Nun, ob er Bescheid weiß oder nicht..er hat bisher niemandem etwas verraten, sollte es tatsächlich so sein. Schließlich hatte mich keiner der anderen Generäle darauf angesprochen und disqualifiziert bin ich ebenfalls noch nicht. Mir ist bewusst, dass es einen Regelverstoß darstellt die falsche Magierklasse anzugeben, doch was hätte ich tun sollen? Ich musste mein Geheimnis unter allen Umständen wahren. Es hätte doch augenblicklich die Runde gemacht, wenn ich meine Klasse auf dem Anmeldeformular hinterlegt hätte. Abgesehen davon würde man sich doch ohnehin nicht wundern, dachte ich. Schließlich ist Eliana wirklich eine Energiemagierin. Es ist also nur logisch, dass ich als ihre Schwester die gleiche Klasse belege. Das war zumindest mein anfänglicher Hintergedanke dabei, doch wer hätte damit rechnen können, dass ich ausgerechnet den scharfsinnigsten aller Generäle zur Seite gestellt bekomme. Das habe ich wahrlich nicht in meinen Plan miteinbezogen, da ich es für zu unwahrscheinlich hielt.

Kopfschüttelnd schreite ich auf den Kleiderschrank zu, um mir den Schlafanzug herauszunehmen. Durch Nachdenken komme ich nun auch nicht weiter. Ich werde es einfach dabei belassen, ihn doch nicht darauf ansprechen, sehen was dabei herauskommt. Ich muss gestehen, dass es riskant ist. Sehr riskant, selbst für meine Verhältnisse. Das wird bislang mein größtes kalkuliertes Risiko sein. Ich vertraue einfach darauf, dass Kalen zu seinen Worten steht und tatsächlich auf meiner Seite ist, mein Geheimnis für sich behält.

Während ich mir das weiße Oberteil überstreife lassen mich die Gedanken an Kalen nicht los.
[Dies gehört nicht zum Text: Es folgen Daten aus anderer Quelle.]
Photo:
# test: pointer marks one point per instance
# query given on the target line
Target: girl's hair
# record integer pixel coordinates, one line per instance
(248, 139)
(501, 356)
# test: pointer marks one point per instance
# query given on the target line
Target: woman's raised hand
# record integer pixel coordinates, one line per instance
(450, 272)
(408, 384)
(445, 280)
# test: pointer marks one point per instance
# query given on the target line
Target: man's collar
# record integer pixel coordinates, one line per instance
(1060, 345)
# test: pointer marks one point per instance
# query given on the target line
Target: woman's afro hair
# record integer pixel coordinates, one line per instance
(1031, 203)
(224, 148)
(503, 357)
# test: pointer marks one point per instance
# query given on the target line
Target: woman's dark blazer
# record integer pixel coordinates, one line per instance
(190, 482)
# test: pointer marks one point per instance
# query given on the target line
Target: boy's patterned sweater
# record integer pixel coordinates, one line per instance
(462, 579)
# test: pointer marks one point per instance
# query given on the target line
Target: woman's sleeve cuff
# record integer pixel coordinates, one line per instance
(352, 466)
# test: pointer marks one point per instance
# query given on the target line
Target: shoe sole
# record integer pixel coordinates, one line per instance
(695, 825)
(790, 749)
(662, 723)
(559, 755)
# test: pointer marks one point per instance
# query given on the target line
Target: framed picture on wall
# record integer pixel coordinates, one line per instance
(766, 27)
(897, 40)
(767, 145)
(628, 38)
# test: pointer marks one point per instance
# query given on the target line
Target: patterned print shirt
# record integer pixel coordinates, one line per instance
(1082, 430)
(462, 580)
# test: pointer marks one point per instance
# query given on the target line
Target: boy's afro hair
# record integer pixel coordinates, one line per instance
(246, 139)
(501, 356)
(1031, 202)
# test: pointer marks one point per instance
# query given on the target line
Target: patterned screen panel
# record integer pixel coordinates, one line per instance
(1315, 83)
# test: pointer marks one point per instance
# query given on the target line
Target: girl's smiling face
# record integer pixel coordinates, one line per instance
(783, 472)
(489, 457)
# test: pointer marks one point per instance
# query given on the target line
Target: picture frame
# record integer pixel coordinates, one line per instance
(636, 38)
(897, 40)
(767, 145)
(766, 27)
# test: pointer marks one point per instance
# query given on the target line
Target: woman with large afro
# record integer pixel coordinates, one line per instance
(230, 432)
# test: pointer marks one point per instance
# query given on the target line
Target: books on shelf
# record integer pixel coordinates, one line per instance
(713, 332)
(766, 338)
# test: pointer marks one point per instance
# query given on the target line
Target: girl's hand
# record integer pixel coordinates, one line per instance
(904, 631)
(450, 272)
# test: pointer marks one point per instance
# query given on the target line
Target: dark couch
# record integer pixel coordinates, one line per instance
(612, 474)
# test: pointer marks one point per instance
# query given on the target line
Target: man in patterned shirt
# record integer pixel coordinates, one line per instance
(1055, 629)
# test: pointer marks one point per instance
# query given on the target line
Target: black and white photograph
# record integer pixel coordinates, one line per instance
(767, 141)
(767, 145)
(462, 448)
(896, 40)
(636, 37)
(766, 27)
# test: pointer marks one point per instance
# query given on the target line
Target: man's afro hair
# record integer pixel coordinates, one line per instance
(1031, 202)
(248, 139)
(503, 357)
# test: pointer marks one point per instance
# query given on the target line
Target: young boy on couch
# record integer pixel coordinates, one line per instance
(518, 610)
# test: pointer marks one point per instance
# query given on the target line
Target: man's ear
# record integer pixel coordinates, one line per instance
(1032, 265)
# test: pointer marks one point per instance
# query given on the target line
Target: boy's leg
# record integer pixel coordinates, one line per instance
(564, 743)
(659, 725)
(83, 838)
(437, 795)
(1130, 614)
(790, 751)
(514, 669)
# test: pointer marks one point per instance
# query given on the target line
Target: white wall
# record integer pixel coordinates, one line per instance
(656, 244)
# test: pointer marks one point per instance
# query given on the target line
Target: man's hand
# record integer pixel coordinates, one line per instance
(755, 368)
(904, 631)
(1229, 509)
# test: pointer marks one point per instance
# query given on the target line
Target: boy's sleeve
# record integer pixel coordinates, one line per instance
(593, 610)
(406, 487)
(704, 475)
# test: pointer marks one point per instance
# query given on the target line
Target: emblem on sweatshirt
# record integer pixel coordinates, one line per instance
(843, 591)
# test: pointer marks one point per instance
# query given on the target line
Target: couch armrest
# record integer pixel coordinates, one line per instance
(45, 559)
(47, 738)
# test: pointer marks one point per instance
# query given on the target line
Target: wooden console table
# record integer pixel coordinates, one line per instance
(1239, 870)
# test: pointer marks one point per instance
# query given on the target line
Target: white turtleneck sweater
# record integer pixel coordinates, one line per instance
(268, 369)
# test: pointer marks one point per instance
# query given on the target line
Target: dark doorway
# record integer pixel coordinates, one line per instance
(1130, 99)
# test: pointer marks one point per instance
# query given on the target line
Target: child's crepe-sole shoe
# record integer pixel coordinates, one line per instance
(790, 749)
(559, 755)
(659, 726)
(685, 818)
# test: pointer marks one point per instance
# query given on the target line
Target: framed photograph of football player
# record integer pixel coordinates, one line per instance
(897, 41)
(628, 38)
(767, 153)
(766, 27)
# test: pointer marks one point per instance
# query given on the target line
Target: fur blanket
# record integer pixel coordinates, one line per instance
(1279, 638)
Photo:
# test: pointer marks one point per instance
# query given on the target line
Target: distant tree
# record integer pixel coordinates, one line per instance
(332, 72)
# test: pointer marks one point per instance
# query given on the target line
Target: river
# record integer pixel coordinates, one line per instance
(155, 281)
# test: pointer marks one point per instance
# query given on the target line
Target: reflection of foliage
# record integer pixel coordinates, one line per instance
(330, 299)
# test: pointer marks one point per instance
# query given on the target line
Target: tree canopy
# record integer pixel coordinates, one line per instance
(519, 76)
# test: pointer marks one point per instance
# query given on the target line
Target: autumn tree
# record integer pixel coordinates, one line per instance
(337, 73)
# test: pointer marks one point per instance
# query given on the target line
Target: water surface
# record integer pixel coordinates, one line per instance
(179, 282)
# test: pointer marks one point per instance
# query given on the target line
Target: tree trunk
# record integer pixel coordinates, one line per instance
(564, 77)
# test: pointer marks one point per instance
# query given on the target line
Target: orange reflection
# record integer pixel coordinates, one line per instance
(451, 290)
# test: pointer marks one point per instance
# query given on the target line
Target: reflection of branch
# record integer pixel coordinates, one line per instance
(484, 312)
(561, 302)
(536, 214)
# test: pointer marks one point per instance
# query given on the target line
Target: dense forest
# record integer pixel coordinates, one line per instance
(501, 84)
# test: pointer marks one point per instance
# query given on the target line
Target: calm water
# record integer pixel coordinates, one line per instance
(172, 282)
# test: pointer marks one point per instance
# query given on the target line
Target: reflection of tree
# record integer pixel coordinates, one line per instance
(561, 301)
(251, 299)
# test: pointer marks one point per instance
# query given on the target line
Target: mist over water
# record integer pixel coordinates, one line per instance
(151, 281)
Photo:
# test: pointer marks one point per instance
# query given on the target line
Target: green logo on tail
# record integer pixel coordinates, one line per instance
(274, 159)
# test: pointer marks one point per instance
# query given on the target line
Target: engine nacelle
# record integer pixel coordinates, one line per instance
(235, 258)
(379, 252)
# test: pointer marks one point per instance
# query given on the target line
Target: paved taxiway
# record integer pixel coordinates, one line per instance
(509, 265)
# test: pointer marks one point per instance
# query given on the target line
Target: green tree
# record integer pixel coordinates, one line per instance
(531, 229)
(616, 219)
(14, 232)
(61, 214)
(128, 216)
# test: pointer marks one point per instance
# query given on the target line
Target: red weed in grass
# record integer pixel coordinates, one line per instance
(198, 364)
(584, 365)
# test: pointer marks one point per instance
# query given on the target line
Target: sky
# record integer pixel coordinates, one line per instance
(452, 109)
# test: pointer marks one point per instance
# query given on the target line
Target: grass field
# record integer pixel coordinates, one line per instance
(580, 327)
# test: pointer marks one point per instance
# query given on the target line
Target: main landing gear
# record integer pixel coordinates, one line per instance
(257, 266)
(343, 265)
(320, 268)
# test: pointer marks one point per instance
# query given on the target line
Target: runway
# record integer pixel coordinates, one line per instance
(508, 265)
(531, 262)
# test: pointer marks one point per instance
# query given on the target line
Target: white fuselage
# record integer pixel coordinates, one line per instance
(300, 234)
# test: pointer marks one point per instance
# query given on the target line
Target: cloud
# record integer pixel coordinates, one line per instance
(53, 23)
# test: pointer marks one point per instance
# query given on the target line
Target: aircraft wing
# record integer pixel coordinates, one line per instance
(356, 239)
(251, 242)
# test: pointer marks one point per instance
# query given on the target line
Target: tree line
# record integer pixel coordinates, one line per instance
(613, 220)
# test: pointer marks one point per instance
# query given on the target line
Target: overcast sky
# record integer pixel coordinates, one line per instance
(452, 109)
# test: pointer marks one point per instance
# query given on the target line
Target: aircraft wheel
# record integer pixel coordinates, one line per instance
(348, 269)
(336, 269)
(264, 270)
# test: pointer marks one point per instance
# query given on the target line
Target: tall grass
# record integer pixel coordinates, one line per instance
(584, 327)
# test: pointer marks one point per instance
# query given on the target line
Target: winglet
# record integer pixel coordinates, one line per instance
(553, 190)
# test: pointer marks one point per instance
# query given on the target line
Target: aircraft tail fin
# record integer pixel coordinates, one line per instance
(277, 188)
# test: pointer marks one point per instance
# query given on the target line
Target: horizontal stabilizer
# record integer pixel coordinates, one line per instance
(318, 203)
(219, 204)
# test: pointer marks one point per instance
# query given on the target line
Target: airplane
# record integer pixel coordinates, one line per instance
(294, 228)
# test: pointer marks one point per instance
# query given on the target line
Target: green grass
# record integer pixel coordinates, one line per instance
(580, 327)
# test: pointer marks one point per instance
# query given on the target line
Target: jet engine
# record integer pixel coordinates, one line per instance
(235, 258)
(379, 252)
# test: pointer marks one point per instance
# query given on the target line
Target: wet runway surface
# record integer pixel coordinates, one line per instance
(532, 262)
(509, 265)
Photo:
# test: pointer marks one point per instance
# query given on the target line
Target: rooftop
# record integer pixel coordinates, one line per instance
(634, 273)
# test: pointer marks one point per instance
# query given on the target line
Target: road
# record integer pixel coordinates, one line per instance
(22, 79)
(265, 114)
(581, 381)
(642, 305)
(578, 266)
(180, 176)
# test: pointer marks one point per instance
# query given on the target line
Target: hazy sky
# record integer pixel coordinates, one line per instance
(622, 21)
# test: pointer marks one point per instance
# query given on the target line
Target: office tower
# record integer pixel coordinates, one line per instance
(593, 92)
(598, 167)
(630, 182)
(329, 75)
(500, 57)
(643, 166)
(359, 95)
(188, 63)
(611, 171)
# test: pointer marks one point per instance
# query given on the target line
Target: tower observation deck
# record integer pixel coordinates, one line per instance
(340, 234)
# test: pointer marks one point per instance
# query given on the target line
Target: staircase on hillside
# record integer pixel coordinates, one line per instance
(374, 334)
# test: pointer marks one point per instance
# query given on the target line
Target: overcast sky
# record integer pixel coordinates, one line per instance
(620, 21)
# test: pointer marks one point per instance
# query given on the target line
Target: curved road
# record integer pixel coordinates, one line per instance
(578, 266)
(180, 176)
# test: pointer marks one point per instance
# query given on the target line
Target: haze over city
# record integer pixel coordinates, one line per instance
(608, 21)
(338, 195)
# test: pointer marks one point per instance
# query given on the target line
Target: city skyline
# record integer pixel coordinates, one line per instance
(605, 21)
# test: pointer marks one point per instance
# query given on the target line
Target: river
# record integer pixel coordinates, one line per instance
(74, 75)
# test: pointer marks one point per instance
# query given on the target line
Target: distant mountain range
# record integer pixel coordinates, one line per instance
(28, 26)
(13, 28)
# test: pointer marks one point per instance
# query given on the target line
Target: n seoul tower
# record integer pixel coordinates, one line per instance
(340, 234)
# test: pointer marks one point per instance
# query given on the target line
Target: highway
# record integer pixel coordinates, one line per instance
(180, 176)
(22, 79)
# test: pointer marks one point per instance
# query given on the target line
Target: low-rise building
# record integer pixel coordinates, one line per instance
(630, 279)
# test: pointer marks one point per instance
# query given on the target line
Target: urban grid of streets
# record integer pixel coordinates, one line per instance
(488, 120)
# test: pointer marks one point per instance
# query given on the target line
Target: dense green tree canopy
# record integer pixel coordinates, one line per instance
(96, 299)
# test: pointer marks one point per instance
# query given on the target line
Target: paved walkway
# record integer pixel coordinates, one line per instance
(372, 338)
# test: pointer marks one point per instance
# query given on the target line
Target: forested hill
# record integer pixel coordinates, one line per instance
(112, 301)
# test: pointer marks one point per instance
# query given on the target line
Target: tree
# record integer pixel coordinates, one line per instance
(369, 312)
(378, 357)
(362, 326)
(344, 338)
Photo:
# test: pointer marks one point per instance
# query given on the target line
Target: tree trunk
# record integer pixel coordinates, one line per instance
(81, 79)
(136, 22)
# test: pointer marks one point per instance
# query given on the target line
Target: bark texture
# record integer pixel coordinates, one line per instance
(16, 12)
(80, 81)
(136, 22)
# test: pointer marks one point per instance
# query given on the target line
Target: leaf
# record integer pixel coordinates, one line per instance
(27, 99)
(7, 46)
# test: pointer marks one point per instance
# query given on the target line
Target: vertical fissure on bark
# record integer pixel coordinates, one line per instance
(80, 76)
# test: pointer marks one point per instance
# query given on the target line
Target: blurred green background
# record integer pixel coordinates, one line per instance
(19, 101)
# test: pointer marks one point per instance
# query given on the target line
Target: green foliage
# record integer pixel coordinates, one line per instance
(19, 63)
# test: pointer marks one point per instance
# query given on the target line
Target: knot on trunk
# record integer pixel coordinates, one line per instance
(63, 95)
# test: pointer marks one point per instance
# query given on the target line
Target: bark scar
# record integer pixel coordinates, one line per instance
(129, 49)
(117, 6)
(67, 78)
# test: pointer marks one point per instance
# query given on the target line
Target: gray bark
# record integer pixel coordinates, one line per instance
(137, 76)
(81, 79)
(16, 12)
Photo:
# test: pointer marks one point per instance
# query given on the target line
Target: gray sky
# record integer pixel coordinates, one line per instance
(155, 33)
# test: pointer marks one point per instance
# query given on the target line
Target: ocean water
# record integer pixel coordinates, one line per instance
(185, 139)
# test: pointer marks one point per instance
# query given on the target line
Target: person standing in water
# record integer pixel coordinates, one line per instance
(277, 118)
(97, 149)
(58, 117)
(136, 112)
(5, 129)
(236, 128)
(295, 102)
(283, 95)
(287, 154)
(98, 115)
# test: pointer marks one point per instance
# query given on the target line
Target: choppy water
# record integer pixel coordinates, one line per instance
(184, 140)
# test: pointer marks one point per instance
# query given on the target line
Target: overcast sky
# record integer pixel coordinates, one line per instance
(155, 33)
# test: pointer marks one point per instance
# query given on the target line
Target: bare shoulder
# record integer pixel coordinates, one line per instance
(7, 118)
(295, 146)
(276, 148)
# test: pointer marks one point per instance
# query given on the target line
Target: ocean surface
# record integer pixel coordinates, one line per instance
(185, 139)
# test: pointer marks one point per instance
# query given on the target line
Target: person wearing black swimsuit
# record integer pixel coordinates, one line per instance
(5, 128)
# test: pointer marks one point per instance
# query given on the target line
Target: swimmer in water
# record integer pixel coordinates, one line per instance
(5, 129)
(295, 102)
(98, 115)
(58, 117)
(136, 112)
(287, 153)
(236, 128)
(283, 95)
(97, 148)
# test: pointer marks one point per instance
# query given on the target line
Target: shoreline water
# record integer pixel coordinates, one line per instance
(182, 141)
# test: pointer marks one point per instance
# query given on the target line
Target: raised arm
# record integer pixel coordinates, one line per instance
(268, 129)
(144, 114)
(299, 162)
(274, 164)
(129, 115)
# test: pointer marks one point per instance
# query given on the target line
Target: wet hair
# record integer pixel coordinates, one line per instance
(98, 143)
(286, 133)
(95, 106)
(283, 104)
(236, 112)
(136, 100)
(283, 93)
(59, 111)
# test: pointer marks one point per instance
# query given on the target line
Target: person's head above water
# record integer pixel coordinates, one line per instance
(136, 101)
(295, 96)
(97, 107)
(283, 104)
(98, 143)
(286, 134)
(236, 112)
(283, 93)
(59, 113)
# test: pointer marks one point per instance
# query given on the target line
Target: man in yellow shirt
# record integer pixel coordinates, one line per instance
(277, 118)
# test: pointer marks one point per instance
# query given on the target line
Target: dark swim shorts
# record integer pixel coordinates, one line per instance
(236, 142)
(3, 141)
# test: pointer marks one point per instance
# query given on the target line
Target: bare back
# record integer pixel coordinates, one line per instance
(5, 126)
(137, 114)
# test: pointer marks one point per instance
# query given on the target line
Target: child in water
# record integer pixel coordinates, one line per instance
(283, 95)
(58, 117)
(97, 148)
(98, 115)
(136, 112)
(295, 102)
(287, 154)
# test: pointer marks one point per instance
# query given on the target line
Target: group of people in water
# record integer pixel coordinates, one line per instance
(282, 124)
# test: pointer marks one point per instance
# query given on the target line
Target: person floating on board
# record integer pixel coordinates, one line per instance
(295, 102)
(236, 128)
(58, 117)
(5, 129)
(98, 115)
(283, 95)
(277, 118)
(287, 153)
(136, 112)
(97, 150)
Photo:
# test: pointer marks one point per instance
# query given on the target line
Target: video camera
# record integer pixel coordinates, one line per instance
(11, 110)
Mich würde wirklich interessieren, was in seinem Kopf vorgeht, was er denkt. Durch seine seltsame Art kann ich ihn einfach nicht einschätzen. Zum einen wirkt er so offen und zugänglich, beinahe schon aufreizend, doch gleichzeitig hinterlässt diese scherzhafte Ader Zweifel.
Meint er, das was er sagt tatsächlich ernst oder ist es einfach nur sein Humor? Nebenbei umgibt ihn eine düstere Aura, die einem die Nackenhaare zu Berge stehen lässt. Er ist durchaus ein Mann, der einen einschüchternden Eindruck vermittelt. Sein Charisma und seine charmante Verhaltensweise können das nicht einmal ansatzweise verbergen. Obwohl ich ihn am heutigen Tag etwas kennenlernen durfte vertrete ich noch immer die Meinung, dass er recht zwielichtig ist. Etwas an ihm passt einfach nicht, wirkt nicht aufrichtig. Sein Verhalten wiederspricht seiner Erscheinung und seiner Aura komplett. Er selbst ist ein riesiger Wiederspruch!

Seufzend werfe ich mich fertig umgezogen auf mein Bett und vergrabe frustriert mein Gesicht im Kissen.Wieso mache ich mir überhaupt solche Gedanken darum? Solange er seine Aufgabe, als mein Bindungspartner ordentlich ausführt und meine Geheimnisse für sich behält habe ich doch überhaupt keinen Grund mir den Kopf über ihn und seinen Charakter zu zerbrechen, oder?